The main objectives are to handle missing values, identify outliers, convert data types as needed,
and perform necessary transformations to make the data ready for analysis or model building.


## 1. Data Overview

We'll start by loading the data and performing an initial examination to understand its structure.


In [None]:
import pandas as pd

# Load the dataset
data = pd.read_csv('diabetes_binary_health_indicators_BRFSS2021.csv')

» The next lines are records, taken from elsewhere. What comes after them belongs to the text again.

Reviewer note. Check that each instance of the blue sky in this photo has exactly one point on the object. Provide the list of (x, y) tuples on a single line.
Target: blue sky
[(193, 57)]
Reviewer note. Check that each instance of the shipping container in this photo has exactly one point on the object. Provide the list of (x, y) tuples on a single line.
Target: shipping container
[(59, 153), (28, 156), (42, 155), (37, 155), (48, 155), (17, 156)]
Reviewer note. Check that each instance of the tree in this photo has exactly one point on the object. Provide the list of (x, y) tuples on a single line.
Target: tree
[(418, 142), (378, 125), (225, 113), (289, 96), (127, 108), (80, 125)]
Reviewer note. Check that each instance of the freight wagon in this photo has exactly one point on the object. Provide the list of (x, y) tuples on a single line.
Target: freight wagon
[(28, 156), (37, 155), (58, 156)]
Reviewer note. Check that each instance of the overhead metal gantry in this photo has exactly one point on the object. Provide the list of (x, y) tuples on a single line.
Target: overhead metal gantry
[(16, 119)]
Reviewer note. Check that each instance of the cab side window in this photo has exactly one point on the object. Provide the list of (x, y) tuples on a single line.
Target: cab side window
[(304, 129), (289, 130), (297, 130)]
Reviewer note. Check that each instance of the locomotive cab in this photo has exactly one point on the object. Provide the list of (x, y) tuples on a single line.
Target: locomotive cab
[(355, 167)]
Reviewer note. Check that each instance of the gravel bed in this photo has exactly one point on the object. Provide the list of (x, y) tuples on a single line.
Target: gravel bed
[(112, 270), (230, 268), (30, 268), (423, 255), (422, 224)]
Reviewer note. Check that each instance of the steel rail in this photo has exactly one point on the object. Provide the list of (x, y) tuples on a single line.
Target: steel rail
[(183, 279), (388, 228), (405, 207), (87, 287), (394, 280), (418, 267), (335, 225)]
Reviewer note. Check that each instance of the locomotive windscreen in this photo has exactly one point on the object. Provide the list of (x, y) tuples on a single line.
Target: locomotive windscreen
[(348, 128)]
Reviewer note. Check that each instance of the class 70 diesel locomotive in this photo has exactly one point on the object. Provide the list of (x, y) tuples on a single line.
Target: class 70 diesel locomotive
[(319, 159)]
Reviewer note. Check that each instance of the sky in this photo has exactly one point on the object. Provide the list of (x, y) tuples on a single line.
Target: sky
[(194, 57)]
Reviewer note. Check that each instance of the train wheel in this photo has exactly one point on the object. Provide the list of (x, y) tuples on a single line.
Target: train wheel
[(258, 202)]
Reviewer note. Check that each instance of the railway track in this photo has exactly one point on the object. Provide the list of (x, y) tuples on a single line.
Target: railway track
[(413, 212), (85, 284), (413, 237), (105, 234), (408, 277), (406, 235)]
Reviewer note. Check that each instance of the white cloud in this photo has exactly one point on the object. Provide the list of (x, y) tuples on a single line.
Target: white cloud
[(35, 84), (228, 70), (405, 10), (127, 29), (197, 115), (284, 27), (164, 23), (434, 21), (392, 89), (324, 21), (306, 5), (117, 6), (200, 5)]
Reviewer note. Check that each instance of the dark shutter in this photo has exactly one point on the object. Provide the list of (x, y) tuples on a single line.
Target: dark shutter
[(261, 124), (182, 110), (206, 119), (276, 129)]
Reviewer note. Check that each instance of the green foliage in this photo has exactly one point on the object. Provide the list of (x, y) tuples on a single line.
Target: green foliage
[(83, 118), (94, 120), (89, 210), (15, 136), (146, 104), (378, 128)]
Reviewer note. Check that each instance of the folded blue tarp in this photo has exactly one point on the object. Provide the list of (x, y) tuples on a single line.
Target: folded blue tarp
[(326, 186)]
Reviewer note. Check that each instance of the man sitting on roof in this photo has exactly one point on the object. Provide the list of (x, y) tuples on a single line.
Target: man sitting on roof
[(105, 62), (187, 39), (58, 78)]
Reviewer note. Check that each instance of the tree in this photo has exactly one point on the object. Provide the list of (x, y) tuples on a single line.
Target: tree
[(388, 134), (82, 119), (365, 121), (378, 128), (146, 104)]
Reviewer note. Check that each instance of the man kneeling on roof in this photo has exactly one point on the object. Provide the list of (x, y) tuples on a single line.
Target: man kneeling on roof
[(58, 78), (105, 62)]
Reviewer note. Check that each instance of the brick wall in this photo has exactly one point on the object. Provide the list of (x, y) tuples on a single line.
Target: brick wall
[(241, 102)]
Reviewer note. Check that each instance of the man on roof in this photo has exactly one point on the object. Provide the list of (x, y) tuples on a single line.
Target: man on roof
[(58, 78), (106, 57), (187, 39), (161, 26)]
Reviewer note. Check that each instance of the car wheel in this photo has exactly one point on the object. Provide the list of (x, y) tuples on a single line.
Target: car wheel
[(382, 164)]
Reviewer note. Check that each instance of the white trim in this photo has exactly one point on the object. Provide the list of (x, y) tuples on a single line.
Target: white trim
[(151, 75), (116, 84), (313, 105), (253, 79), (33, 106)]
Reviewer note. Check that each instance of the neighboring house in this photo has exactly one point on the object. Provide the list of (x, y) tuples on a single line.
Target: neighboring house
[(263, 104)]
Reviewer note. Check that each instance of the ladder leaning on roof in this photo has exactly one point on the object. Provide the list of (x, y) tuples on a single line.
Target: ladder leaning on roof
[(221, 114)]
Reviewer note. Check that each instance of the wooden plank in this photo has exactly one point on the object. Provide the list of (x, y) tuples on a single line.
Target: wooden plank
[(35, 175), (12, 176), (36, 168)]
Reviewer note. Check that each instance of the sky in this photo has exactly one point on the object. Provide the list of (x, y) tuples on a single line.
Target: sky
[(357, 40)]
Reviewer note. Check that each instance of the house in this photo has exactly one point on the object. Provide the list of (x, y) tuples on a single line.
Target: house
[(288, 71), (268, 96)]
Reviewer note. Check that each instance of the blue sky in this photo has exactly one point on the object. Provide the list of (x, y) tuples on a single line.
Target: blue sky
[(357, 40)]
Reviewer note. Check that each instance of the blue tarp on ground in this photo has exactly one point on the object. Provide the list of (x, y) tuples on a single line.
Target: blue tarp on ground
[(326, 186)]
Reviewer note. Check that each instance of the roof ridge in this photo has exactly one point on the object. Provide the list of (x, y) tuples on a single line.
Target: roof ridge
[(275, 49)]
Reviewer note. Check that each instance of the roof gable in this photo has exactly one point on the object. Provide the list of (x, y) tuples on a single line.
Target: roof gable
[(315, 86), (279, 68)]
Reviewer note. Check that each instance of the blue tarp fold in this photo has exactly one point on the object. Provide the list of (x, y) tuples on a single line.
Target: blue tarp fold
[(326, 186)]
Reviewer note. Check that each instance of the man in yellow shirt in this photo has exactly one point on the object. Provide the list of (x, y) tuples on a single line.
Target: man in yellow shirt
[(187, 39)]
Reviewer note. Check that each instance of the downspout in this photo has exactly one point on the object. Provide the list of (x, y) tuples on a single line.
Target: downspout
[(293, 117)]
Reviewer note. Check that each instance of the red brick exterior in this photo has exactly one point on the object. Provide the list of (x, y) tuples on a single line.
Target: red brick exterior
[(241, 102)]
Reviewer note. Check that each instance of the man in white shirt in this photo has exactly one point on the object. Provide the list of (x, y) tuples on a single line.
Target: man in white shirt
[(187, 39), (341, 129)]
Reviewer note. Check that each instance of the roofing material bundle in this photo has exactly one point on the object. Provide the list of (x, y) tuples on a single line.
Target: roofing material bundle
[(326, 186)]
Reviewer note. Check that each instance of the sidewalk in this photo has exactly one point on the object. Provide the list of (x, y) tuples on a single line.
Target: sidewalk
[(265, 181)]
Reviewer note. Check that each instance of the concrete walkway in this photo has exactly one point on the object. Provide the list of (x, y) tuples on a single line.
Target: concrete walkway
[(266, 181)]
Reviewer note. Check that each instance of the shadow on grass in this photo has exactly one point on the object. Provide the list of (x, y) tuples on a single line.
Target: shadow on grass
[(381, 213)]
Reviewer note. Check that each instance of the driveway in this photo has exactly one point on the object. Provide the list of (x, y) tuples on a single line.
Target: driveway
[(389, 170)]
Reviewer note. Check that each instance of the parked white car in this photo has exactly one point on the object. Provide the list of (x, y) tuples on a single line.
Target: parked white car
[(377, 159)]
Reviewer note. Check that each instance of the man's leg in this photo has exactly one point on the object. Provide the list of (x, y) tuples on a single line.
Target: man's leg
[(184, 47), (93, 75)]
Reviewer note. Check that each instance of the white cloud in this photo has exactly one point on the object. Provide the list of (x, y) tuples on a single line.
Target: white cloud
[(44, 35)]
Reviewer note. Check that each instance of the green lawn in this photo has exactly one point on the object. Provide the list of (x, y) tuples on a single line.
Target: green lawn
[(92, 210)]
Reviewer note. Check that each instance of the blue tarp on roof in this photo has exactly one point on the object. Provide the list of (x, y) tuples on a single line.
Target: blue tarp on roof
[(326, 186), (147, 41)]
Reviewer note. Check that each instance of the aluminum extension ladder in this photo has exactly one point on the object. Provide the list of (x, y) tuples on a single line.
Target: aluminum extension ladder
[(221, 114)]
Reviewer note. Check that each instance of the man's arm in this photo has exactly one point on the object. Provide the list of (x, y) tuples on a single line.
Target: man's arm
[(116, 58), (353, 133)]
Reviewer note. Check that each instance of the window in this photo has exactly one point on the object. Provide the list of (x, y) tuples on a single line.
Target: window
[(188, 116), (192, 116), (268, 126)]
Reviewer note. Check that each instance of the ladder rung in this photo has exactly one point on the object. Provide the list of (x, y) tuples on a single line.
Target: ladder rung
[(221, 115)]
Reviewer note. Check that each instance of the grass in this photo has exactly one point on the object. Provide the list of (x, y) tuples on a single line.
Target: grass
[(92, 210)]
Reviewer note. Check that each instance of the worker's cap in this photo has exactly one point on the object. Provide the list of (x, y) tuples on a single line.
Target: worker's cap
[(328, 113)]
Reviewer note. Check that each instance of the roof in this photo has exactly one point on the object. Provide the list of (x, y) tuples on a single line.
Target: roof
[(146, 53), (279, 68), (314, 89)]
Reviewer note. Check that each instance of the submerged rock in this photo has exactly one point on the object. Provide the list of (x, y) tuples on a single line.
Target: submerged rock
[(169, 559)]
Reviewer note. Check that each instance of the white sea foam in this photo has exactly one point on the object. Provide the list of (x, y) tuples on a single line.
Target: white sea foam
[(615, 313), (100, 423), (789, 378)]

# Display basic information and statistics
data.info()
data.describe()

## 2. Handling Missing Values

We'll check for any missing values in the dataset and decide on appropriate strategies to handle them.


In [None]:
# Check for missing values
missing_values = data.isnull().sum()
missing_values[missing_values > 0]

## 3. Data Type Conversion

After examining the dataset, we'll ensure each column has an appropriate data type (e.g., converting binary columns to integers if needed).


In [None]:
# Convert data types if necessary
# Example: Ensure binary columns are integers for consistency
data = data.astype({col: 'int64' for col in data.select_dtypes(include='float64').columns})
data.dtypes

## 4. Outlier Detection and Handling

We will perform basic outlier detection for numerical variables and decide whether any action is necessary.


In [None]:
# Outlier detection using basic statistics
import numpy as np

# Example: Outliers in BMI
data.boxplot(column=['BMI'])
# Calculate and print any outliers in BMI
q1 = data['BMI'].quantile(0.25)
q3 = data['BMI'].quantile(0.75)
iqr = q3 - q1
outliers = data[(data['BMI'] < (q1 - 1.5 * iqr)) | (data['BMI'] > (q3 + 1.5 * iqr))]
outliers

## 5. Feature Engineering

Based on the dataset and context, we may create new features from existing ones to enhance the information available for analysis.


In [None]:
# Feature engineering example
# Example: Creating an 'Obesity' feature based on BMI threshold

# Define obesity threshold
obesity_threshold = 30
data['Obesity'] = (data['BMI'] >= obesity_threshold).astype(int)
data[['BMI', 'Obesity']].head()

## 6. Normalization and Scaling

For numerical features, we may apply normalization or scaling to standardize the range of values.


In [None]:
# Normalize BMI
from sklearn.preprocessing import MinMaxScaler

scaler = MinMaxScaler()
data['BMI_normalized'] = scaler.fit_transform(data[['BMI']])
data[['BMI', 'BMI_normalized']].head()